Stress can seriously affect a child's imagination and concentration. Meditation could be the answer, reports Carolyn O'Grady
Every week classes of four and five-year-olds at Charter county primary school in Wiltshire sit in a circle, close their eyes and take a journey in their heads. They are led by Diana Grace, a former nursery school teacher, who runs workshops for children and adults using meditative practices.
The children concentrate on their breathing for a short time. Then they are led gently on an inner journey where they explore different scenes, a garden, a river or a valley, for example. At some point they might focus on people they love and who love them.
After the session they discuss what they have been thinking of and use it as a base for classwork. They might, for example, draw or paint insects after a makingjourney to a garden.
Headteacher Stella Paul introduced the "time for reflection" sessions three years ago. "We feel that children are very stressed," she says. "Life is very busy and we have some children who are unable to sit still and concentrate."
Although there has been no scientific evaluation carried out, Stella believes that children attending the sessions are calmer.
"We also had grave concerns about diminishing imagination," she says. "Children are spending less and less time in make-believe worlds of their own and this shows, particularly in their writing. When Diana worked with some older children they did some of their best creative writing."
Initially some parents objected to this meditation, fearing the imposition of a particular philosophy or religion on their children. But the school organised workshops at which Diana explained that the sessions were not attached to any particular belief system or religion, and since then they have been accepted by parents.
"They open the door to the imagination and provide a step towards the inner life," Diana says. "It can also be a way of developing higher values, compassion and caring, for example."
Increasingly, schools are looking for ways to focus children's minds and imaginations, and many are being drawn to some form of meditation. Though usually associated with Eastern religions, meditation doesn't belong exclusively to any one philosophy, and many schools, like Charter county primary, are using it without the trapping of any particular sets of beliefs.

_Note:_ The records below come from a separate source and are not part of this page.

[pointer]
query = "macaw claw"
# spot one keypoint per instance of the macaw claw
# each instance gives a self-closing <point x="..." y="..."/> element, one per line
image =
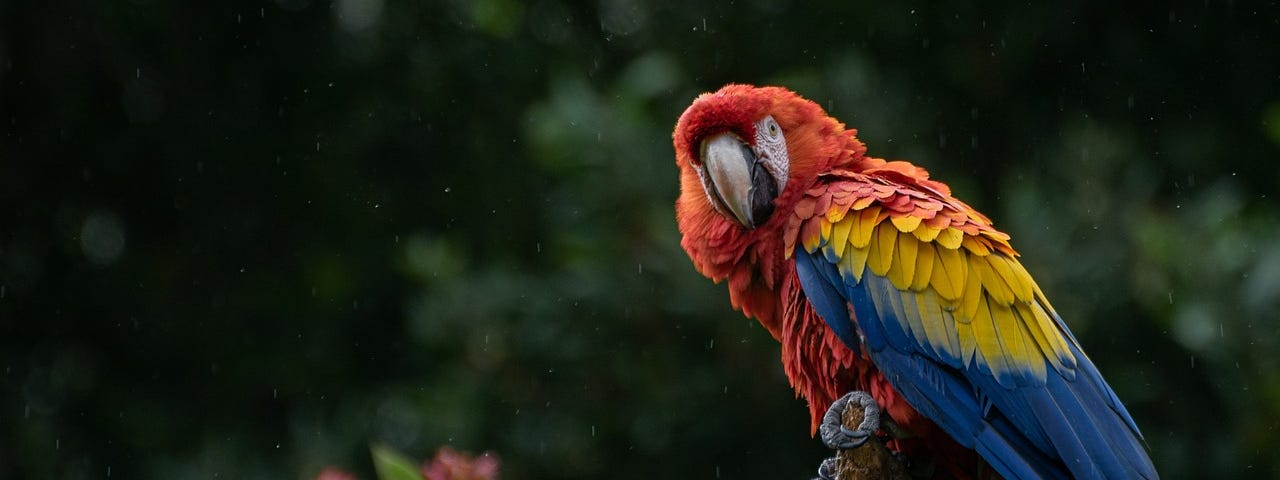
<point x="839" y="437"/>
<point x="827" y="470"/>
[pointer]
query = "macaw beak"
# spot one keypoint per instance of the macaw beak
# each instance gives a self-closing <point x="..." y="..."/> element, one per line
<point x="736" y="181"/>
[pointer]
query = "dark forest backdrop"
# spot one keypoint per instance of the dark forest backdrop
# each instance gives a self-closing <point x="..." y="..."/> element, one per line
<point x="247" y="240"/>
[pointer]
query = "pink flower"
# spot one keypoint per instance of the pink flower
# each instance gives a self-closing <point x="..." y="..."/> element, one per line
<point x="451" y="465"/>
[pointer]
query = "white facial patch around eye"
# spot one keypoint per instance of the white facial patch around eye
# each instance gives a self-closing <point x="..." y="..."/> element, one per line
<point x="771" y="147"/>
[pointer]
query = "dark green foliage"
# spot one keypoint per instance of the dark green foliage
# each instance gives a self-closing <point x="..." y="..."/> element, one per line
<point x="248" y="240"/>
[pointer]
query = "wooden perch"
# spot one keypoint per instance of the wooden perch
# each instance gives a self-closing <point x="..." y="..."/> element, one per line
<point x="869" y="461"/>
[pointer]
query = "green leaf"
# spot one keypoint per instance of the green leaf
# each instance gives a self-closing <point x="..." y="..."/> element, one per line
<point x="392" y="465"/>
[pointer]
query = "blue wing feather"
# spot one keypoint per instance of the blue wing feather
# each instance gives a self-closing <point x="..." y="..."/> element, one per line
<point x="1068" y="426"/>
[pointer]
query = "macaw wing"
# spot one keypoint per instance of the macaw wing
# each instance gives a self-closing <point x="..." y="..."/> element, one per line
<point x="959" y="328"/>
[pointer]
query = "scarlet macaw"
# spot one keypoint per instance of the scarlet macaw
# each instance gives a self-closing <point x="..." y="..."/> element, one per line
<point x="873" y="278"/>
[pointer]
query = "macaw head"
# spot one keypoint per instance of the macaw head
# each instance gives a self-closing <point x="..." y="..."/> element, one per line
<point x="745" y="155"/>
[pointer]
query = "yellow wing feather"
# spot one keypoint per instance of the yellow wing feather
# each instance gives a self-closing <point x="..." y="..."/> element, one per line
<point x="960" y="291"/>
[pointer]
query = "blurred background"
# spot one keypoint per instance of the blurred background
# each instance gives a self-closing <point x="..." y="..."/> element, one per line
<point x="247" y="240"/>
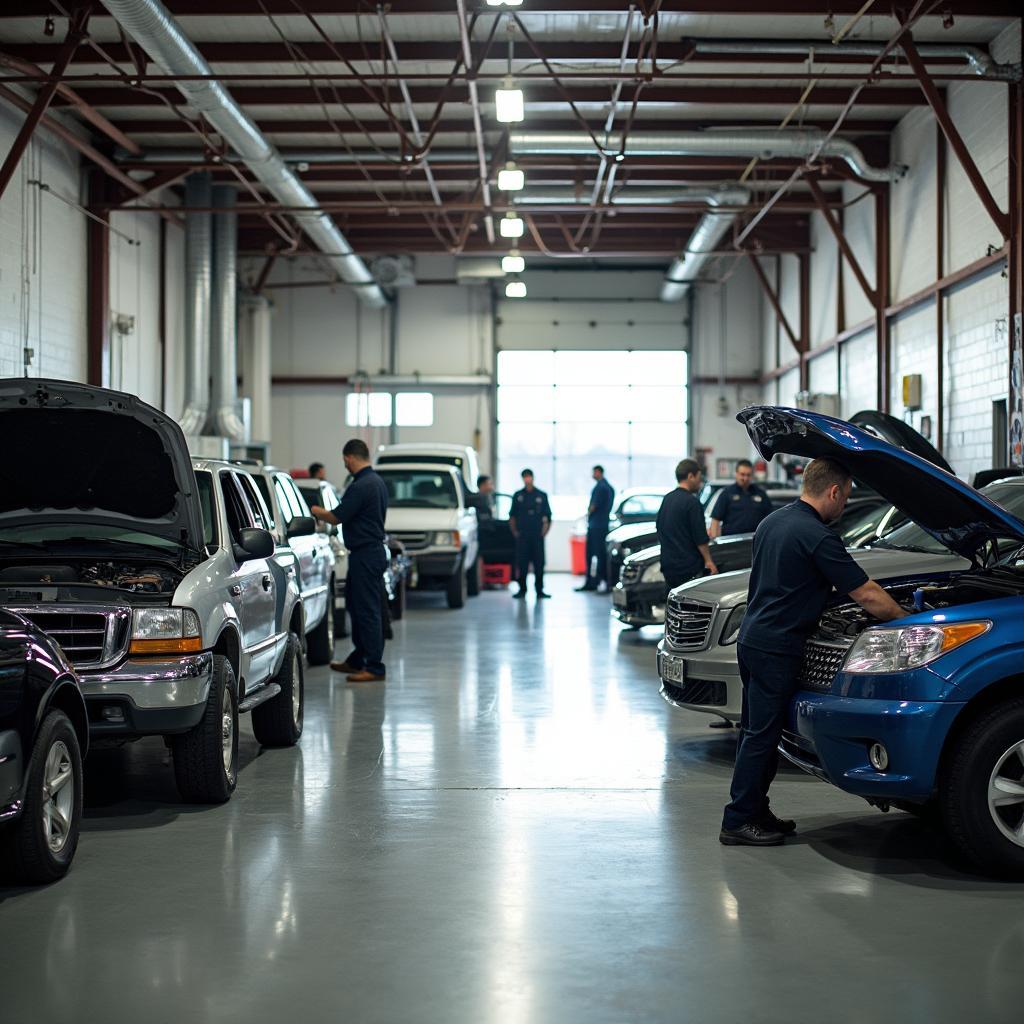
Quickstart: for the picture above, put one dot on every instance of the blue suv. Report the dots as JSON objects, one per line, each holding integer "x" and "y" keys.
{"x": 927, "y": 712}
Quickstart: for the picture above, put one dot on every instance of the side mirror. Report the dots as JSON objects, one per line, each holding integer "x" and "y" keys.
{"x": 254, "y": 544}
{"x": 302, "y": 525}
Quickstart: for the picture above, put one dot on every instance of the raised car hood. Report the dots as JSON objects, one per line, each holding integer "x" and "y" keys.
{"x": 951, "y": 511}
{"x": 81, "y": 455}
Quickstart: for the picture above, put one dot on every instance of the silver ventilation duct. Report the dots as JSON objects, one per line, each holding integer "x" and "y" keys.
{"x": 224, "y": 420}
{"x": 981, "y": 61}
{"x": 152, "y": 26}
{"x": 742, "y": 142}
{"x": 687, "y": 265}
{"x": 198, "y": 255}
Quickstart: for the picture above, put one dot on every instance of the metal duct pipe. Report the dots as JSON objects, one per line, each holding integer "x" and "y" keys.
{"x": 224, "y": 421}
{"x": 198, "y": 254}
{"x": 981, "y": 61}
{"x": 687, "y": 265}
{"x": 159, "y": 34}
{"x": 741, "y": 142}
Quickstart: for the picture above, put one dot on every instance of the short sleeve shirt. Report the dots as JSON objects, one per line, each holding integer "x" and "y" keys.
{"x": 799, "y": 561}
{"x": 740, "y": 511}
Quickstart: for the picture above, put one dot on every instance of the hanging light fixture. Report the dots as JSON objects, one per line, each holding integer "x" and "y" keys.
{"x": 513, "y": 263}
{"x": 512, "y": 225}
{"x": 510, "y": 178}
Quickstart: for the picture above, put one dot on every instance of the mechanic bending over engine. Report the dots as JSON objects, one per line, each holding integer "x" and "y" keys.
{"x": 798, "y": 561}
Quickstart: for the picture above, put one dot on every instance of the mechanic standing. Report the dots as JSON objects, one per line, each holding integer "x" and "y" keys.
{"x": 798, "y": 562}
{"x": 601, "y": 500}
{"x": 529, "y": 521}
{"x": 740, "y": 506}
{"x": 361, "y": 512}
{"x": 681, "y": 528}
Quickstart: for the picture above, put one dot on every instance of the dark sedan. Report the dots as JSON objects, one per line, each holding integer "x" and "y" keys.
{"x": 44, "y": 735}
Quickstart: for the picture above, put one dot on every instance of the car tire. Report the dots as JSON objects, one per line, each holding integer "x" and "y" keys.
{"x": 987, "y": 759}
{"x": 456, "y": 591}
{"x": 42, "y": 842}
{"x": 320, "y": 643}
{"x": 278, "y": 722}
{"x": 206, "y": 758}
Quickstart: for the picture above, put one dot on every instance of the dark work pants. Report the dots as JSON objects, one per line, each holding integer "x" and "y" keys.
{"x": 363, "y": 601}
{"x": 769, "y": 683}
{"x": 597, "y": 549}
{"x": 529, "y": 551}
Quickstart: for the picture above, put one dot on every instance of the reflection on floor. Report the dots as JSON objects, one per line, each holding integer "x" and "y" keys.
{"x": 514, "y": 828}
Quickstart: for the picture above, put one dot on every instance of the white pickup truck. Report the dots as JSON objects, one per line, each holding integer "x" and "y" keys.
{"x": 428, "y": 513}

Caroline Mann, a specialist teacher of dyslexic children, is doing a PhD on the role of meditation in education. As part of her study she ran a 10-week project with 12-year-old pupils at a Wiltshire comprehensive school. She combined meditative practices, such as focused breathing, concentration on a word or mantra and guided visualisation. The sessions were 45-50 minutes long and included training in each meditative technique. By the end the children were meditating for about 20 minutes at a time.
Before and after the project, Ms Mann gave the children tests, including IQ tests, and found that most scores improved after the children had meditated. It may have "allowed cognitive processes to function more clearly", she says. She also saw improvements in memory.
"A lot of children are not in a state in which they can learn," says Caroline. "They are coming to school with all sorts of emotional baggage. This is a way of bringing them into the present moment and into a state in which they can absorb information."
Steve Beer, who is a chemistry and biology teacher at Solihull School, a Birmingham independent school for children aged seven to 18, introduces sixth formers to meditation through a voluntary course. He looks at the historical, philosophical and cultural background of different sorts of meditation and some basic techniques. The course also covers the physiology of breathing and the application of meditation to sport.
His approach is down-to-earth. "I don't want them to become obsessive," Steve says. "Students take from the course what they want. Some will use it for relaxation while others will look more deeply into the spiritual elements."
Some students who worry over grades and can't switch off after their studies find they sleep better after meditation, he says.
Four 10-year-olds at Charter county primary are still using some of the techniques they learned from Diana two years ago to help them when they feel anxious and confused. "I like to do it before an exam or test, when I'm worried," says Emily. "It gives me confidence that I can cope."
* The Meditation in Education Network (MIEN) is a group of educationists who have produced an information pack on methods of meditation. It contains Teaching Meditation to Children, a book by David Fontana and Ingrid Slack, published by Element Books; a contact list of people who can offer advice and training and a resources list. It costs pound;9.95 (cheque payable to MIEN) and is available from Meditation Packs, Element Books, the Old School House, The Courtyard, Bell Street, Shaftesbury, Dorset SP7 8BP.
* MIEN can be contacted through Gina Levete, 64 Archery Steps, St George's Fields, Albion Street, London W2 2YF
* Following the breath Meditators focus gently on the natural rhythm of the breath. It helps to calm and focus the mind.
* Connecting to the body The instructor guides the meditator on how to connect with differ-ent parts of the body and then how to be aware of the whole body.
* Walking meditation Total attention is placed in the action of the feet as they move and connect with the ground, harmonising the action of walking with the breath.
* Meditation on a sound or word - mantra meditation Attention is given to a sound or word, which is silently repeated until the mind is focused and quiet.
* Meditation and visualisation Under the guidance of a teacher meditators visualise or imagine things, for example, journeys or the body filled with light, the warmth of the sun or with positive qualities.
* Observing the mind The meditator sits observing the flow of thought passing through the mind without interventionor judgment.